Des compostions que l’artiste imagine dans des espaces pleinement libres, s’affranchissant toujours des limites imposées par le cadre structurel de la toile. Le peintre peut choisir par exemple de laisser délibérément des marges en réserve créant ainsi un nouveau cadre à la composition qu’il invente. Ou encore de décider de recouvrir sa toile d’aplats de couleurs donnant le sentiment d’un espace infini, sans début ni fin. Si Pierre Bellot parvient à nous emmener dans ces paysages et fictions, c’est qu’il réussit ce que Matisse affirmait :
« S’il y a beaucoup d’ordre, beaucoup de clarté, c’est que, des le début, cet ordre et cette clarté existaient dans l’esprit du peintre, ou que le peintre avait conscience de leur nécessité . Des membres peuvent se croiser, se mélanger, chacun cependant reste toujours, pour le spectateur, rattaché au même corps et participe à l’idée du corps: toute confusion a disparu. »
Peux-tu te présenter ?
Je suis né en 1990 et diplômé des Beaux-Arts de Paris en 2015. J’ai commencé la peinture en arrivant à l’école après avoir fait une formation en illustration.
Dans tes grands formats et petits formats, j’ai pu observer une géométrisation de l’espace par la délimitation de ces dernier en de surfaces accueillant des motifs. Cette manière de concevoir l’espace me rappelle des tesselles de céramiques. Peux-tu nous parler de cette recherche dans ton travail pictural?
Il y a quelques peintures où j’ai représenté des espaces qui se construisaient comme des boites. Elles étaient décorées avec des papiers peints, quelque-uns inspirés par ceux de William Morris. Je les vois comme des petites scènes de théâtre dans lesquels des objets parlent.
Si les formes géométriques sont récurrentes les formes plus sinueuses les côtoient. Tu sembles très intéressé par l’idée du « décoratif » comme le désignait Matisse.
Je cherche toujours une forme d’équilibre et d’harmonie dans le tableau. La peinture est finie quand il me semble que tous les éléments s’accordent entre eux.
Tu représentes autant des espaces intérieurs (ceux domestiques, celui de l’atelier) qu’extérieurs et tu crées aussi parfois des espaces et paysages selon ta propre imagination tels de petites maquettes. Peux-tu nous parler de ta démarche artistique ?

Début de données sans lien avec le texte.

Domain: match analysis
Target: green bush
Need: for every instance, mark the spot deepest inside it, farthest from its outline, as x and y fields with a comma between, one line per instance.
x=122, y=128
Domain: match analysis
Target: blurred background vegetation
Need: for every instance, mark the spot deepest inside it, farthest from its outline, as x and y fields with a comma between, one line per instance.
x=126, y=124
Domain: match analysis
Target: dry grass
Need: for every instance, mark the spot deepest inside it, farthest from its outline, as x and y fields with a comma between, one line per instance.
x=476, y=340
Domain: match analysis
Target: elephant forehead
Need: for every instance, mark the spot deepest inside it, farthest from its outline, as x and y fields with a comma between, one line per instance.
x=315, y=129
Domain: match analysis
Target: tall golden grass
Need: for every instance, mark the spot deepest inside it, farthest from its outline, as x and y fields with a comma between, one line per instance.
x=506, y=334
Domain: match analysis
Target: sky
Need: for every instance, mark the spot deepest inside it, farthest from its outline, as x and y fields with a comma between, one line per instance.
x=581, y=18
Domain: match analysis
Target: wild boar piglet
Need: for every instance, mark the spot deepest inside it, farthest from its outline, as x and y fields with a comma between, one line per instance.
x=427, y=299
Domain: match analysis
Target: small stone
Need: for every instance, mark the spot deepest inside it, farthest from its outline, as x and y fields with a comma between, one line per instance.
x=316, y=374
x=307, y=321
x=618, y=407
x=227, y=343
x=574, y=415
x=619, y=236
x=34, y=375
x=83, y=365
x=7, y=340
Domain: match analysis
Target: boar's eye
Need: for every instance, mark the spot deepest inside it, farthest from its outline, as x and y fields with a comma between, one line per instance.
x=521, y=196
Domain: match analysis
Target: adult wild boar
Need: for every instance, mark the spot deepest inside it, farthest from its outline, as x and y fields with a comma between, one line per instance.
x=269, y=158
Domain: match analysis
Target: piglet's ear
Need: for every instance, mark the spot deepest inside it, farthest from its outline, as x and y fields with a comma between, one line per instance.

Je n’ai pas l’impression d’avoir une démarche artistique particulière. J’ai toujours fait confiance à une sorte d’instinct pour savoir quel tableau j’ai envie de faire. Parfois c’est une matière de peinture, une couleur, un motif, une forme qui est le point de départ. J’essaye de ne pas tout à fait comprendre d’où les choses viennent pour garder une forme de spontanéité et de naïveté. C’est une fois les tableaux terminés que j’y vois un sens, un lien entre tous et un ensemble cohérent.
La représentation de personnages n’est pas centrale dans ton travail. Quand ils sont présents ils sont plutôt dissimulés dans les compositions que tu crées : ils reprennent les formes et les couleurs des autres motifs présents. Tout est finalement mis sur le même plan dans tes compositions. Peux-tu nous décrire ta manière de concevoir les figures?
Quand j’étais aux Beaux-arts, j’ai fait beaucoup de portrait sur des petits formats de gens qui m’entouraient. Quand j’ai voulu les inclure dans des compositions plus grandes, je me suis heurté à une forme de narration, qui à ce moment là me posait problème. Je les ai donc abandonnés.
Il y a quelques années, j’ai eu envie de réintégrer une présence dans les tableaux. L’idée du masque ou d’une géomatrisation des figures a été utile pour y parvenir. Récemment les figures sont plus présentes, mais avec un style proche de la BD, car j’ai moins de réticence à raconter des histoires dans les images. Rien n’est figé, je laisse toujours des portes ouvertes.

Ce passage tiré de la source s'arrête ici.